The tobacco régime is defended almost entirely on fiscal grounds, and as a monopoly, an extreme measure, has proved its value as an instrument of taxation. Other reasons, of a moral character, are urged to induce the state to monopolize the manufacture and sale of distilled spirits. Both France and Germany have considered this question, and, in spite of confident predictions of a large profit, have decided not to undertake it. Russia, on the other hand, has taken it up quite as much on social as on revenue grounds, and is gradually securing a monopoly of the trade in spirits. The initial cost of the undertaking is large, and, as the system has not yet been perfected, it is too early to give a judgment on its availability as a financial instrument.
The transit dues, once commonly used by different countries, have been generally abandoned, and in China must they be sought for in their original forms of vexatious and unprofitable force. They arose from a desire to derive some benefit from a commerce permitted grudgingly, and rarely attaining any high results. The same end was sought by duties on exports, much employed when the country was supposed to be drained of its wealth by what was sent out of it. The conditions necessary for a successful duty on exports are not often found, and only in a few countries are they now existent. In Italy, South America, and Asia, exports of certain natural products are taxed, and, as in the case of Brazil, yield a notable revenue. In view of the rapid advancement of production in new countries and of inventions in the old, whereby many natural monopolies have been destroyed and competition made more general, such duties prove to be more obstructive to trade than productive of revenue, and are rapidly being abandoned. In spite of a formal prohibition of export duties in the Constitution of the United States, they are sometimes suggested in all seriousness.

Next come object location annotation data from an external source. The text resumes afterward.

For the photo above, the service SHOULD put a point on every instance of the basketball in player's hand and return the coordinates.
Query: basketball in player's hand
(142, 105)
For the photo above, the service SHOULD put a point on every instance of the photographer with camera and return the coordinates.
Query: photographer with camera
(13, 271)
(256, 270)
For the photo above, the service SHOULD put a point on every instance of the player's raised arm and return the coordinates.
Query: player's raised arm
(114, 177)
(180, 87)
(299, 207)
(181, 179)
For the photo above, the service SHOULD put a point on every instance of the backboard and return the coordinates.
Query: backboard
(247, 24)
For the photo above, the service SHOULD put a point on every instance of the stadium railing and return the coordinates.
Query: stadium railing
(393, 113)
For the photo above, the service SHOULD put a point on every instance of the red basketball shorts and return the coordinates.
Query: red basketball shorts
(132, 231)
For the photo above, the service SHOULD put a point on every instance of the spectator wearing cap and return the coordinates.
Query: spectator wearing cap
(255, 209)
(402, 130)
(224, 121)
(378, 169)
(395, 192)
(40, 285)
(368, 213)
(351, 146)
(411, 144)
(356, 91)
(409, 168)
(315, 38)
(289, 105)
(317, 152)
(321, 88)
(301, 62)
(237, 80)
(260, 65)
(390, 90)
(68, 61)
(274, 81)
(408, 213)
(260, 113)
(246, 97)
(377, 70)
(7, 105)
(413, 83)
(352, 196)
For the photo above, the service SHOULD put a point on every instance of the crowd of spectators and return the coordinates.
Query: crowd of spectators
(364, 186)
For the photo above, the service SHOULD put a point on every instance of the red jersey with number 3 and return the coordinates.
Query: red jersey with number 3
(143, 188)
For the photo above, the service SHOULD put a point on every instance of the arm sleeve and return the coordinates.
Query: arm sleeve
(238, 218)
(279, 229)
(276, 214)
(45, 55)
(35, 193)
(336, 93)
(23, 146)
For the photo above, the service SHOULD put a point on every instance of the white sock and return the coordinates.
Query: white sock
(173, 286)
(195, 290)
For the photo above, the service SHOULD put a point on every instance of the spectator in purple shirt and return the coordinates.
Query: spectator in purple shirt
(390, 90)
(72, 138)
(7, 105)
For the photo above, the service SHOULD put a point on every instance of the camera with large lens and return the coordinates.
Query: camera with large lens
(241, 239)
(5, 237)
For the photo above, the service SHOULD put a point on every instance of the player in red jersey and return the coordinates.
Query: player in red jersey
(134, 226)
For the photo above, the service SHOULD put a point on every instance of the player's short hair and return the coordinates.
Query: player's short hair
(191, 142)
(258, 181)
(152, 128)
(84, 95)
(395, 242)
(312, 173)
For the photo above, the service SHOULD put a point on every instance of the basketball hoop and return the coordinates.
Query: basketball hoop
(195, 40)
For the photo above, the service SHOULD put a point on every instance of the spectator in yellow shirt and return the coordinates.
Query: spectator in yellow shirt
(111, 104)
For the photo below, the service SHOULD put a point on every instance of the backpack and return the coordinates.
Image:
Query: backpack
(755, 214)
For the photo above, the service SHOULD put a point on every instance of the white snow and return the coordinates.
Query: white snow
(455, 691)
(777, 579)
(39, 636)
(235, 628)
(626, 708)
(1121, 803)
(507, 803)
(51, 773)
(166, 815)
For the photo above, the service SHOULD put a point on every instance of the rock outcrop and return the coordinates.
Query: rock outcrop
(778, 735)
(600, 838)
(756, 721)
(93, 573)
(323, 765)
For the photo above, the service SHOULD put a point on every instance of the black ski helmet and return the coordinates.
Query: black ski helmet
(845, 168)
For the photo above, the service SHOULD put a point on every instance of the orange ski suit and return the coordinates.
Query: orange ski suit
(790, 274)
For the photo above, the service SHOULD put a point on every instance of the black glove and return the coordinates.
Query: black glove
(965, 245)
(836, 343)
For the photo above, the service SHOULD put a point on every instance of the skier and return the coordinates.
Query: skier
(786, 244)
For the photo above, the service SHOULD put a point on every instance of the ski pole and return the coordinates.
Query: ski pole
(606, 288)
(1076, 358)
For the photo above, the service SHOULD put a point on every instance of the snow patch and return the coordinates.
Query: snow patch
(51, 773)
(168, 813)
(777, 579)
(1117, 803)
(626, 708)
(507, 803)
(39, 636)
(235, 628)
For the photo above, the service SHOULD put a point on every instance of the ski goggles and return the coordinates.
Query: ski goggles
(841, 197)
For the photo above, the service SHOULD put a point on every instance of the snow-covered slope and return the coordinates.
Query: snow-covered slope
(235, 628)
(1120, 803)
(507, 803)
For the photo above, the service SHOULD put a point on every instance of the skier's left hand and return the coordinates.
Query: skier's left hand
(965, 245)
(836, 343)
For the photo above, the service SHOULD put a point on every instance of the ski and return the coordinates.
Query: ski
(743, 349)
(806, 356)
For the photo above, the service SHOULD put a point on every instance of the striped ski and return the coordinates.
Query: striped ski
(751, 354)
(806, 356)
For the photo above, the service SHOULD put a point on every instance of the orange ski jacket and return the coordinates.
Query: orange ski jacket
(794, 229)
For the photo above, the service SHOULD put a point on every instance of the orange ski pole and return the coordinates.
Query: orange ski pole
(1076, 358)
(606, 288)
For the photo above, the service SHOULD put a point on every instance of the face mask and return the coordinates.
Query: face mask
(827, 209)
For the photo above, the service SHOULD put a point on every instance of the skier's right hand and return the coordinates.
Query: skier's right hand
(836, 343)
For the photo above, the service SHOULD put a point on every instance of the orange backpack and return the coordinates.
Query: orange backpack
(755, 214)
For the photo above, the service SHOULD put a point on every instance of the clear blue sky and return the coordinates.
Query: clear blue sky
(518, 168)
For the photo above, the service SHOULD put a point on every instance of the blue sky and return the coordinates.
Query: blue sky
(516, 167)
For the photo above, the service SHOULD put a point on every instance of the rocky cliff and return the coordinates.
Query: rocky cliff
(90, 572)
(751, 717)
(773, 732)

In thus clearing the path of what may be called dead or dying methods of recent tax systems, the advantages enjoyed by the United States in their freedom from such survivals become more evident. The practice of farming taxes never gained a foothold in any part of the country. Lotteries have been occasional, and with two exceptions have been conducted on a limited scale – that of Louisiana is well known; an earlier instance is less known. During the Revolution one of the means resorted to by the Continental Congress for income was a lottery, but the attempt proved disastrous to all concerned, and was finally abandoned even more thoroughly than was the continental currency. State monopolies of production and sale of any commodity have never met with favor, and stand condemned in the desire for individual initiative. As sources of revenue, the public lands, state control of the post office, and of such municipal undertakings as the water and, in a very few cases, the gas supply, has been employed, and in place of profit the mere cost of management is sought. More than any country of continental Europe, the United States has depended upon taxes, pure and simple, unsupported or modified by state domains, state mines, state manufactures, or state monopolies. Even Great Britain in her local taxation is bound and hampered by precedent, and pursues a system that is notoriously confused, costly, and vexatious. Long usage and the erection of independent and conflicting authorities on principles other than fiscal have imposed upon the local agents the duty of assessing and collecting county and borough taxes which are as indefensible in theory as they are difficult in practice.